Ülkemizde değişen tüketim alışkanlıkları, nüfus artışı, yükselen yaşam standardı, ambalajlı ürün satışındaki artış ile birlikte atık kompozisyonunu da değiştirmektedir. Genel olarak bakıldığında, oluşan atıkların ağırlıkça %30’unu, hacimce %50’sini ambalaj atıkları oluşturmaktadır. Ambalaj atıkları; evsel, endüstriyel, ticari ve işyeri olmasına bakılmaksızın yurt içinde piyasaya sürülen plastik, metal, cam, kağıt-karton, kompozit ve benzeri malzemelerden yapılmış bütün ambalajları ve bu ambalajların atıklarını kapsamaktadır.
Ülkemizde katı atıklar içerisinde önemli bir yer tutan ambalaj atıklarından kaynaklanan çevre kirliliğinin azaltılması ve bunların tekrar ekonomiye kazandırılması için, Çevre ve Şehircilik Bakanlığı tarafından gerekli hukuki ve teknik düzenlemeler yapılmıştır. 2004 yılında ilk olarak ambalaj özelinde bir yönetmelik çıkarılmıştır.

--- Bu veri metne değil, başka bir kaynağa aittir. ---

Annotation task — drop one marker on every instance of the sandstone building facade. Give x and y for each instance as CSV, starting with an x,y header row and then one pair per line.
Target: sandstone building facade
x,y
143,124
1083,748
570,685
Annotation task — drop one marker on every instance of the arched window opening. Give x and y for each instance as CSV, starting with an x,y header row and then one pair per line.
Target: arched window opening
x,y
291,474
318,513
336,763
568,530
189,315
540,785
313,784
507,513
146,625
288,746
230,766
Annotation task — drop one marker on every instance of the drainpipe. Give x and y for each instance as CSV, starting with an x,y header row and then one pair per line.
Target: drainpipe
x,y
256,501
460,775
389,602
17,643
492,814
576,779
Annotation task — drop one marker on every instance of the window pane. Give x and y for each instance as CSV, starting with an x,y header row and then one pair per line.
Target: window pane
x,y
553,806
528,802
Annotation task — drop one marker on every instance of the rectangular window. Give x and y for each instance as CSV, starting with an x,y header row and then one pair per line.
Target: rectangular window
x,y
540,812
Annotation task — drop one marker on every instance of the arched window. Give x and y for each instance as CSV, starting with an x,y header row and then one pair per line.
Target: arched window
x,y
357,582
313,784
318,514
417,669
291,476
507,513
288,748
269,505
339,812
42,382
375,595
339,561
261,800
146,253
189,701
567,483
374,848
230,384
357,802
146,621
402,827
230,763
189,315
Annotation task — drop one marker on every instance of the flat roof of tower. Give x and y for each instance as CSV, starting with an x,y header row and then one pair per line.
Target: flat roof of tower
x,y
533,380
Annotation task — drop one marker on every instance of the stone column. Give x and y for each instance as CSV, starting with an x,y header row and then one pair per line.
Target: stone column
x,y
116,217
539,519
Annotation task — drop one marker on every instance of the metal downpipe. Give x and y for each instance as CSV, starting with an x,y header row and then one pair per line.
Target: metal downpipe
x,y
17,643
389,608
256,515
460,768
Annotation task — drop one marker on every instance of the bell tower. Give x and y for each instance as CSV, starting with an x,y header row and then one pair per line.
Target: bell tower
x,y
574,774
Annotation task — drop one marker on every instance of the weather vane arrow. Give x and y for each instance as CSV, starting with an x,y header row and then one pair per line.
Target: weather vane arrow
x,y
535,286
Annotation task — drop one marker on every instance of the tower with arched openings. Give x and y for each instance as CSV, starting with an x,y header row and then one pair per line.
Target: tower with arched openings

Söz konusu yönetmelik ile ambalaj yönetiminde yeni bir dönem başlamıştır.
Ambalaj yönetimi ile ilgili çalışmalar; AB Ambalaj Direktifi ve ülke uygulamaları kapsamında düzenlenen 24 Ağustos 2011 tarih ve 28035 sayılı Resmi Gazete’de yayımlanarak yürürlüğe giren Ambalaj Atıklarının Kontrolü Yönetmeliği’ne göre yürütülmektedir.